Consistently heavy periods with large clots don’t just cause discomfort. They drain your iron stores over time. Your body needs iron to produce hemoglobin, the protein in red blood cells that carries oxygen to your tissues. When you lose a lot of blood every month, your body burns through iron trying to replace those red blood cells. The result is iron deficiency anemia, which shows up as persistent fatigue, headaches, dizziness, and feeling short of breath during activities that didn’t used to wind you.

This is one of the most practical reasons to pay attention to your clots. Many people adapt to feeling tired and chalk it up to busy lives, not realizing their periods are slowly depleting a nutrient their body can’t function without. A simple blood test can check your iron and ferritin levels.

What Can Reduce Clotting

Treatment depends on the underlying cause, but several options can reduce the volume of bleeding and the clots that come with it.

Hormonal birth control (pills, hormonal IUDs, patches) works by thinning the uterine lining so there’s less tissue to shed each month. For many people, this dramatically reduces both flow and clot size. A hormonal IUD in particular can make periods lighter or stop them altogether over time.

For people who prefer non-hormonal options, there are medications that work by stabilizing blood clots so your body doesn’t break them down too quickly. These are taken only during your period, typically for up to five days per cycle. Anti-inflammatory pain relievers can also reduce menstrual flow by about 20 to 40 percent while helping with cramps.

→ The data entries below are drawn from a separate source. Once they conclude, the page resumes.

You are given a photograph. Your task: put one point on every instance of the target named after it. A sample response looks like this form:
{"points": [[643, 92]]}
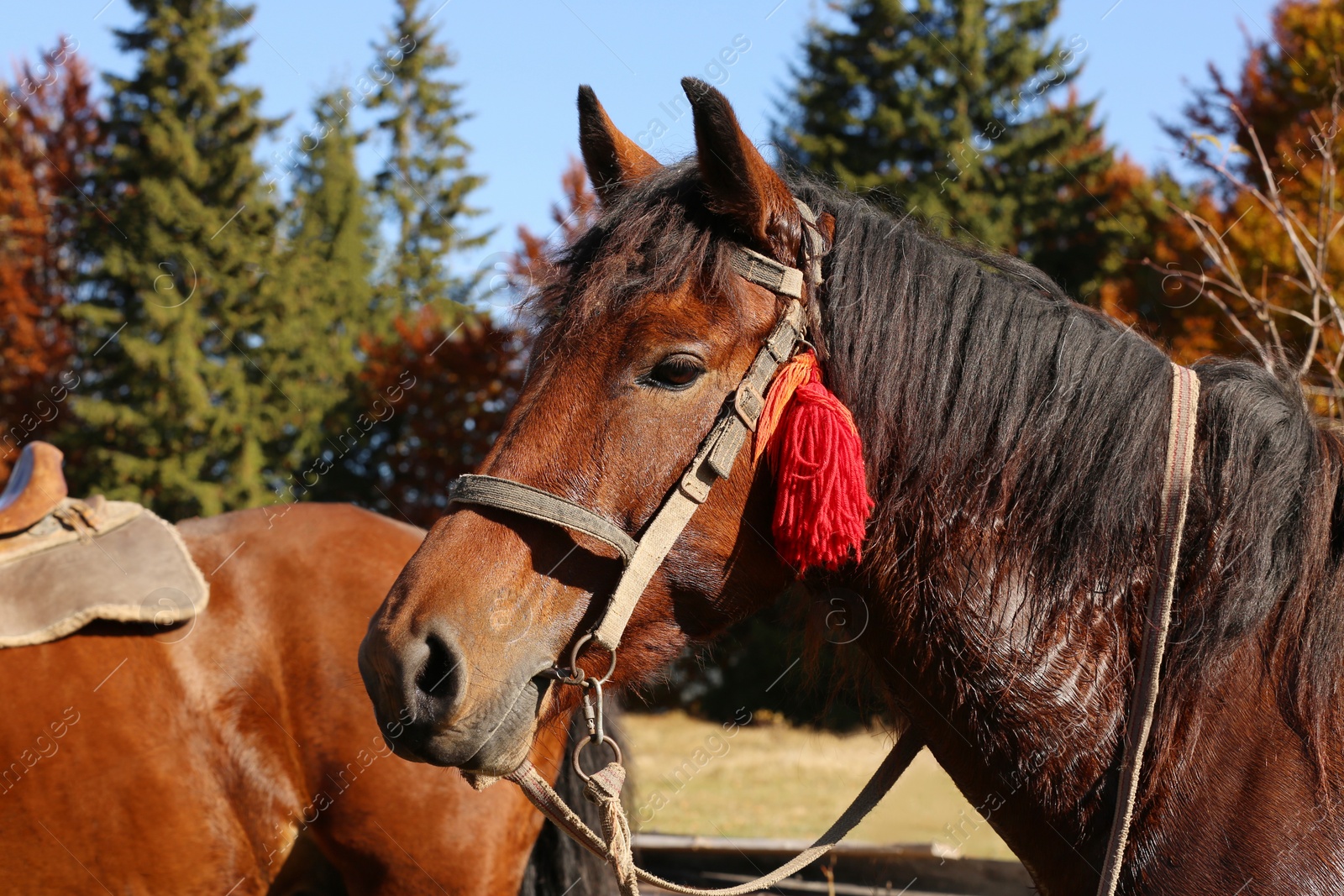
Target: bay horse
{"points": [[234, 754], [1014, 443]]}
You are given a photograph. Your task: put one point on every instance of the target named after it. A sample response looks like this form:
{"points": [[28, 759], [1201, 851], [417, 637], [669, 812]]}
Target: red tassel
{"points": [[822, 497]]}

When fibroids or adenomyosis are the cause, treatment may involve procedures to shrink or remove the growths. The specifics vary widely depending on size, location, and whether you want to preserve fertility, so the path forward looks different for everyone.

Tracking What’s Happening

If your clots are new, getting bigger, or paired with periods that feel heavier than they used to be, keeping a simple record for two or three cycles gives you (and your provider) something concrete to work with. Note how many pads or tampons you use per day, whether you’re soaking through them in under two hours, the approximate size of clots, and how many days your period lasts. Patterns are easier to spot on paper than from memory, and they help distinguish a one-off heavy cycle from a trend that points to something treatable.